Version-Release number of selected component (if applicable):
==============================================================

1/1


Steps Carried:
==============
1. Create 4 node cluster
2. Create 4 volumes
3. Mount the volume to client (Fuse and NFS)
4. Start copying and removing from each client with syntax like from each mount:

for i in {1..20}; do cp -rvf /etc etc.$i ; sleep 5; rm -rvf etc.$i;done

5. While IO is in progress, start creating snapshots of each volume in loop of 1..256 from nodes in cluster using:

Node1:
for i in {1..256}; do time gluster snapshot create a$i vol0; done

Node2:
for i in {1..256}; do time gluster snapshot create b$i vol1; done

Node3:
for i in {1..256}; do time gluster snapshot create b$i vol2; done

Node4:
for i in {1..256}; do time gluster snapshot create d$i vol3; done


Actual results:
===============

After around 450+ snapshot creating the snapshot creation failed on all nodes with below error

E [store.c:96:gf_store_sync_direntry] 0-management: Failed to open directory /var/lib/glusterd/snaps/a138/f24479f48660489e9471a5d87e0d4d50/bricks, due to Too many open files


Expected results:
=================

Snapshot creation should succeed

Comment 3 Vijaikumar Mallikarjuna 2014-08-28 06:47:58 UTC

Can you please check open file limit on the machine with the below command. I think it is running out of the 'open files limit' where so many bricks are running from 450+ snapshots might have opened some files.

'ulimit -n'


Also please can you please provide output of 'lsof'?
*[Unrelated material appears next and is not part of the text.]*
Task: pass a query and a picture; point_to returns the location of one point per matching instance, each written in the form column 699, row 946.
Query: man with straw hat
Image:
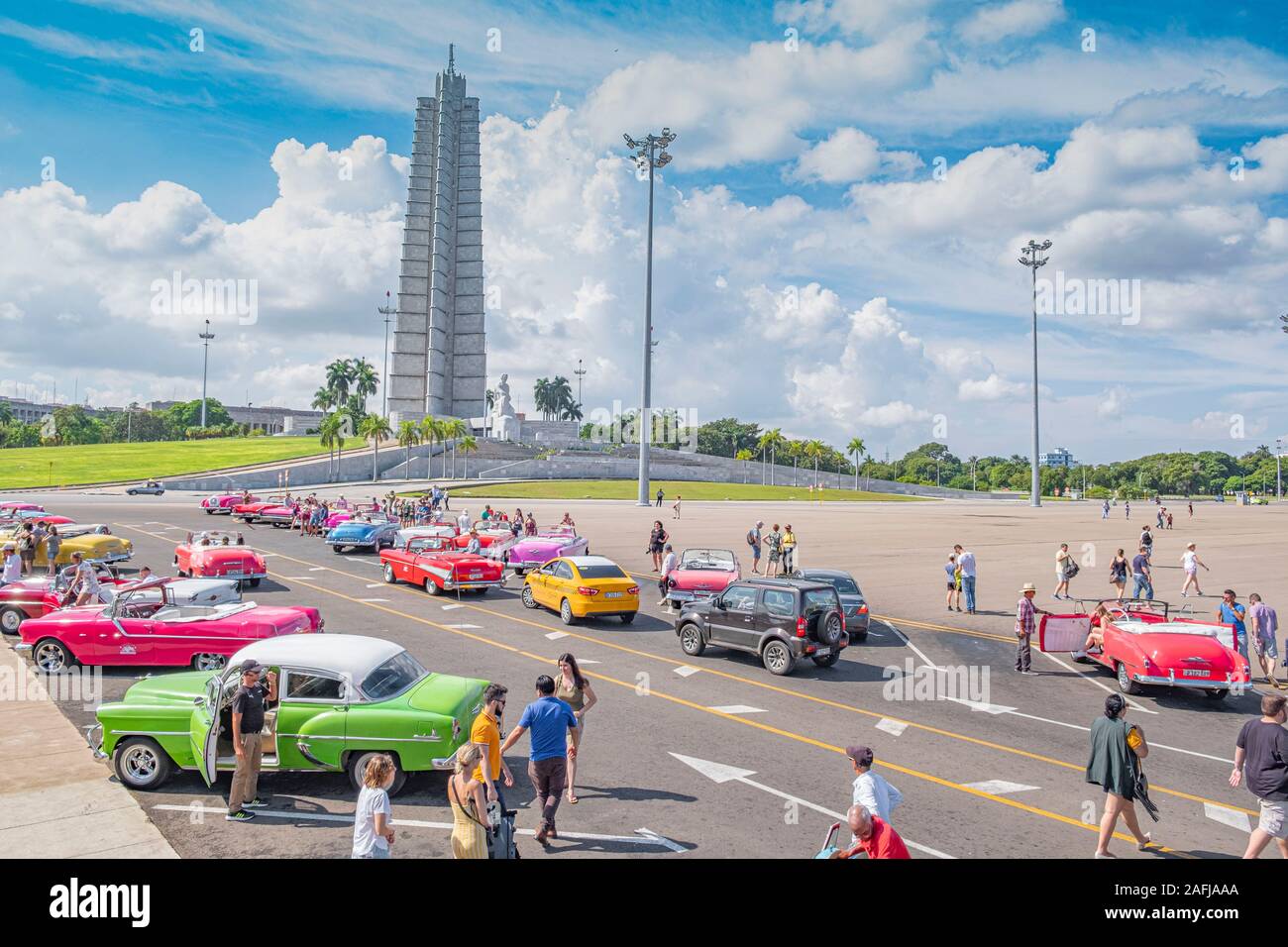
column 1024, row 617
Comment 4 rjoseph 2014-09-02 05:49:33 UTC

Tested on dev machines but not able to reproduce the problem. Requested QE to reproduce the problem again so that it can be investigated further.

Comment 6 Vijaikumar Mallikarjuna 2014-09-02 09:52:06 UTC

This issue is not specific to a snapshot.
Default 'open FD limit' is 1024. As the number of volumes/bricks increases, brick-to-glusterd socket FDs also increases in glusterd and runs out of the limit.

Solution is to set the 'Open FD' limit to higher value in glusterd

Comment 7 Vijaikumar Mallikarjuna 2014-09-03 06:19:06 UTC

Patch submitted: https://code.engineering.redhat.com/gerrit/#/c/31894/

Comment 8 ssamanta 2014-09-03 07:06:36 UTC

After discussing with Engineering Leads approving this to be in Denali(RHS3.0).

Comment 11 errata-xmlrpc 2014-09-22 19:45:40 UTC

Since the problem described in this bug report should be
resolved in a recent advisory, it has been closed with a
resolution of ERRATA.

For information on the advisory, and where to find the updated
files, follow the link below.

If the solution does not work for you, open a new bug report.

http://rhn.redhat.com/errata/RHEA-2014-1278.html